I have been working on this every night for an hour or two, followed by google searches on this problem. I learned that the wires going into the bottom of the carb are for the fuel shutoff solenoid. I pulled this back off again and tested it by applying 12V and confirmed that the solenoid retracted the fuel cutoff when energized. Then I verified that the solenoid was being powered by the control board by measuring the voltage out at around 11V when cranking.
At this point I am ready to pull my few remaining hairs out and I spent the 10 bucks to download the service manual from a pdf server. I learned from this manual that the altitude adjustment is actually the main fuel metering jet. If you pry off the plastic cover, there is a thumbscrew jet underneath.
I pulled the bowl for about the 9th time and removed the main jet and the screw below it, which is just a bowl drain. I made note that it turned about 1 3/4 turns into the stop, so I could put it back in the same spot.
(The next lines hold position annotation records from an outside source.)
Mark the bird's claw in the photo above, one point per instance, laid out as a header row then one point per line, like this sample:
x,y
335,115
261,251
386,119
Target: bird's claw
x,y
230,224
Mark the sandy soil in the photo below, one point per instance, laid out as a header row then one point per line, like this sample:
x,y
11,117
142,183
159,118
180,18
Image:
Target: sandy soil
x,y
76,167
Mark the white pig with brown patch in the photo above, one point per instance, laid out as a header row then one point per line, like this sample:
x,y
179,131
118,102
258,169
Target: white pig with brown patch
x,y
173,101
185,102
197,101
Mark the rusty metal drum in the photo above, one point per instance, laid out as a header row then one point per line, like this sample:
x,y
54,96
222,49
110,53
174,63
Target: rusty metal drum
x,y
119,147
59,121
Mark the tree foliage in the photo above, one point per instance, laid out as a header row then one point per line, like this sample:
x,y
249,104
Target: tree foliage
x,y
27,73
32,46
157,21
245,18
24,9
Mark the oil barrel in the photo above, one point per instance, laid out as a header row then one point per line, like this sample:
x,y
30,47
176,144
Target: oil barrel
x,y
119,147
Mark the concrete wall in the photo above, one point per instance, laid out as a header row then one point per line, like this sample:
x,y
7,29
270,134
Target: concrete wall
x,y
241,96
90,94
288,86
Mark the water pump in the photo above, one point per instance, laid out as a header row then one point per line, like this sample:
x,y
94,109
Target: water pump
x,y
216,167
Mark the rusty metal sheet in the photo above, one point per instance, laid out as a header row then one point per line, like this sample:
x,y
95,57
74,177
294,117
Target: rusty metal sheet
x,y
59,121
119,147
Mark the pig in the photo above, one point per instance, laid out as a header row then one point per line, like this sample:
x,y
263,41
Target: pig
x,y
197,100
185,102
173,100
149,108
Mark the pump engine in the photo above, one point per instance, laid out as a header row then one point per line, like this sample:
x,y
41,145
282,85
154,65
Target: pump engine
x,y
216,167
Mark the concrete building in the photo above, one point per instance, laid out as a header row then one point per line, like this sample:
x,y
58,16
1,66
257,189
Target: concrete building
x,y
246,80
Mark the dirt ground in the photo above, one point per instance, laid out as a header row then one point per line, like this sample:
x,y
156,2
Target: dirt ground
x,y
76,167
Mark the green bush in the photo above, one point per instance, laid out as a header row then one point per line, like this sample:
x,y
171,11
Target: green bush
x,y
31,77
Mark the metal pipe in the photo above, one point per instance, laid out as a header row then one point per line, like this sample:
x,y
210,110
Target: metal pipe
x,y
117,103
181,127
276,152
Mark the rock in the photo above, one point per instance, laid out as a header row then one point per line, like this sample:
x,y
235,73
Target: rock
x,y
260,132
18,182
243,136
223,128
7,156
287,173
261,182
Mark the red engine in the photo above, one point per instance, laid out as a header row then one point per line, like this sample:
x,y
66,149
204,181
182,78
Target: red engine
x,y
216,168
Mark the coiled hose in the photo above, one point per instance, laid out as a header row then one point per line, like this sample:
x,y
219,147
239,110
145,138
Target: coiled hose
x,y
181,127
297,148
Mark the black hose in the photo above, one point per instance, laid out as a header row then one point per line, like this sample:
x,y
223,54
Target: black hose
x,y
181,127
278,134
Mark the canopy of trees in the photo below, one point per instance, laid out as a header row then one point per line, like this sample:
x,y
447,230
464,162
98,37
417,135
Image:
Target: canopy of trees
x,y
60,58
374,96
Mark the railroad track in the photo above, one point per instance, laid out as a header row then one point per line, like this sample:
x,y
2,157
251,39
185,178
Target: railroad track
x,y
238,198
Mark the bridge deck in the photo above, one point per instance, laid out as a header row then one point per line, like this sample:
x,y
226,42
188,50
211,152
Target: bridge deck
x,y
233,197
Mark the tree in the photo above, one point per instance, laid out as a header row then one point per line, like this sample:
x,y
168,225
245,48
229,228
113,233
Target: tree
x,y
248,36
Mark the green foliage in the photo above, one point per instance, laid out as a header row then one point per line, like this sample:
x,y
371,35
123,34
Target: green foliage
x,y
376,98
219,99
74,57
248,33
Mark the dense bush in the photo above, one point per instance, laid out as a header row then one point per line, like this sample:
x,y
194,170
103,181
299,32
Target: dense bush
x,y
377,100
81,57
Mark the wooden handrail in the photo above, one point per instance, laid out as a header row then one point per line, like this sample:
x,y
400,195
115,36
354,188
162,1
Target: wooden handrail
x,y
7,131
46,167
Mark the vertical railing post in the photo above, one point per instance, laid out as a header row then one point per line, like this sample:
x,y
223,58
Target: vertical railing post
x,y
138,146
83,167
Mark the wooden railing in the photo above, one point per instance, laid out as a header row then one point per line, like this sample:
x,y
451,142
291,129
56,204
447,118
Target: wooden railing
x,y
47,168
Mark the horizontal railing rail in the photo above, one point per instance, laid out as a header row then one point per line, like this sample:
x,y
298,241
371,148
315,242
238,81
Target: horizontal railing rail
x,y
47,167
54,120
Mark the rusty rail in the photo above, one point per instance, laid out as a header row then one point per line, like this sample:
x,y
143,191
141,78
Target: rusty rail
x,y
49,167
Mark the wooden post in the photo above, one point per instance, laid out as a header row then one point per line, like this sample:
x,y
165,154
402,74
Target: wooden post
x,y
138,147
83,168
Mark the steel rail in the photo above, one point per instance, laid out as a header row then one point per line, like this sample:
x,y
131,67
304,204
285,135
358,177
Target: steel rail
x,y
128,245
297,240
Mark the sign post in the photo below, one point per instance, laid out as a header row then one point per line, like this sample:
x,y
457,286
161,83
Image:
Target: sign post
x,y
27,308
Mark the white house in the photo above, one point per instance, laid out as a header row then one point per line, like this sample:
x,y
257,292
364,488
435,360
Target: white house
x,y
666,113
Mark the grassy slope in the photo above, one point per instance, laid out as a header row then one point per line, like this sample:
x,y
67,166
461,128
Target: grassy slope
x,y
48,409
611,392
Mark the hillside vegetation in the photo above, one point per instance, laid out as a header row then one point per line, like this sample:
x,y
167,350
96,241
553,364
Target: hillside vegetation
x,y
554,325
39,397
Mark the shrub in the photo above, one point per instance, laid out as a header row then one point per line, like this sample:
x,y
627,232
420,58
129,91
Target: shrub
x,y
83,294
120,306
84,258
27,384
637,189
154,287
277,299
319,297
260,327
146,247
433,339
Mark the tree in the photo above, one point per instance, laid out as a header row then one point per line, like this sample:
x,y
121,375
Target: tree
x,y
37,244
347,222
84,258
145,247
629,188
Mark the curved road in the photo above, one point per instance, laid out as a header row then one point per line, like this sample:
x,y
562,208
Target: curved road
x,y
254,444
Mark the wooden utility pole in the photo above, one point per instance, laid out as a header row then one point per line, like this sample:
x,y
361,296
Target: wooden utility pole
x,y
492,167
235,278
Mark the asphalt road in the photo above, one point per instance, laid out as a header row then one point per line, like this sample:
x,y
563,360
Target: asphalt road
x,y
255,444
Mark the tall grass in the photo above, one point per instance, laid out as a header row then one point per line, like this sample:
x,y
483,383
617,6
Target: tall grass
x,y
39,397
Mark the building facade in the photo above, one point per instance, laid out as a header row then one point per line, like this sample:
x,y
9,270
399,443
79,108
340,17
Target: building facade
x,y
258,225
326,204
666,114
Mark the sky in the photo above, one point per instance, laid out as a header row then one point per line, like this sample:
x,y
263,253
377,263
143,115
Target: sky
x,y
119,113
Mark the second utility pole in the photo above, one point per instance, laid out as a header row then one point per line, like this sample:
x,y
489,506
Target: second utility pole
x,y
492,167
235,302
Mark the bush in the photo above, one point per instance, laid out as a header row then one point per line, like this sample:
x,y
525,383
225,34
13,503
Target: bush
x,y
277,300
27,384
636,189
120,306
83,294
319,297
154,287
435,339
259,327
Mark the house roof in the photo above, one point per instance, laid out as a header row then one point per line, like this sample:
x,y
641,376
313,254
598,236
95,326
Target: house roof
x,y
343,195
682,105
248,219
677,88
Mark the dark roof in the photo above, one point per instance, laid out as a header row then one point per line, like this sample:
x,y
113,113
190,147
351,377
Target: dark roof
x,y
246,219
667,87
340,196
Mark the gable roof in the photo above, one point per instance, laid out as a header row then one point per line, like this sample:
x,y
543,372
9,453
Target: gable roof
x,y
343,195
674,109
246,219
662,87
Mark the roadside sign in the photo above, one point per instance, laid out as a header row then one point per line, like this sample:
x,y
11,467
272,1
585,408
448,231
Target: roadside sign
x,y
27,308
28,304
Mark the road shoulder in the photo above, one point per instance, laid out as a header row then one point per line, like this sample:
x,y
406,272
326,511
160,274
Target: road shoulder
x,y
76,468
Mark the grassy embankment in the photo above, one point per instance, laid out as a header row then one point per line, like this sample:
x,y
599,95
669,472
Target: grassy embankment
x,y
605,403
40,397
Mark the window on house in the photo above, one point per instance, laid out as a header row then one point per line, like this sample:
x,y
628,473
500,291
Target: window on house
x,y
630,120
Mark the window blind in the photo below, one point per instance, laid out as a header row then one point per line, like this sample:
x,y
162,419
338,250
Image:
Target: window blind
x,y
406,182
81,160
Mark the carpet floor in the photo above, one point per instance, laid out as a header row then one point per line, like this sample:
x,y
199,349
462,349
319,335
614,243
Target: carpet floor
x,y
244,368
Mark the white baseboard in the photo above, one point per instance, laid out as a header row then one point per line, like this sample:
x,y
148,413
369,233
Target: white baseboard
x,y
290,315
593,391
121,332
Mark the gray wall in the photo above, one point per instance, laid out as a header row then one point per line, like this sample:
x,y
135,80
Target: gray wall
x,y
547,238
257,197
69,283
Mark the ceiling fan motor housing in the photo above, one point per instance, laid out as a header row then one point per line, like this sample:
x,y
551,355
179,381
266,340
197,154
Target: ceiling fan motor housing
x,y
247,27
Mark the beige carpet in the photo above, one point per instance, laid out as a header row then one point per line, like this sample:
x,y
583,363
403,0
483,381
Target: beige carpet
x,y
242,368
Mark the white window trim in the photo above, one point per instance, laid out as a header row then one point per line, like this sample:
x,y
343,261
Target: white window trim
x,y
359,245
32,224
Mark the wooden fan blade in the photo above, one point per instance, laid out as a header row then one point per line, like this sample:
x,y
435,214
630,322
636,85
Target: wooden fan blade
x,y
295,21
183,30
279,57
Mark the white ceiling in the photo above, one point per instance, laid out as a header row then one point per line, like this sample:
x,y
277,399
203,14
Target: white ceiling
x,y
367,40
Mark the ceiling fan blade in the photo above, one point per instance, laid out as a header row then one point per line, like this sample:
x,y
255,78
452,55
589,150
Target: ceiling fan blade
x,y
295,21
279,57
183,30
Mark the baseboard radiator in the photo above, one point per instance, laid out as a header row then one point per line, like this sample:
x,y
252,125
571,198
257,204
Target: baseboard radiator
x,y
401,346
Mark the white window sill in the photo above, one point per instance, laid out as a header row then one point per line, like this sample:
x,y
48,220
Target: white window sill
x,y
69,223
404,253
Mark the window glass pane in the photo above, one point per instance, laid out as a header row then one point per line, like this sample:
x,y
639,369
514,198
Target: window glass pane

I cleaned the jet and the passageway with carb cleaner and re-assembled the jet in its original position and the bowl to the carb.
With this fix, the ONAN started and stayed running. After it was warmed up, I still had to turn the main jet in about 1/2 turn to get it to run smoother. At this point it barely even noticed the AC and the microwave were turned on at the same time. It is now running better than it ever has!
In hindsight, if/when this happens again, the first thing I am going to try is to remove the bowl drain screw and shoot carb cleaner up thru this passage and into the main jet area. I suspect this might have fixed my problem in the beginning, since I am convinced that this was the location of the obstruction.
One last word of advice - there are washer/seals at the bottom of the bowl, between the bowl and the bowl screw, and between the solenoid and the bowl screw. Keep track of these because you can't buy replacements!
The ONAN carb is extremely simple, and there are no internal gaskets to tear or dry up. The only gaskets are on the inlet and outlet of the carb. There might be one on the carb at the bowl, but I didn't have any problem with it.
This is a long post, but hopefully this will help someone that is going thru the same issue with Code 36.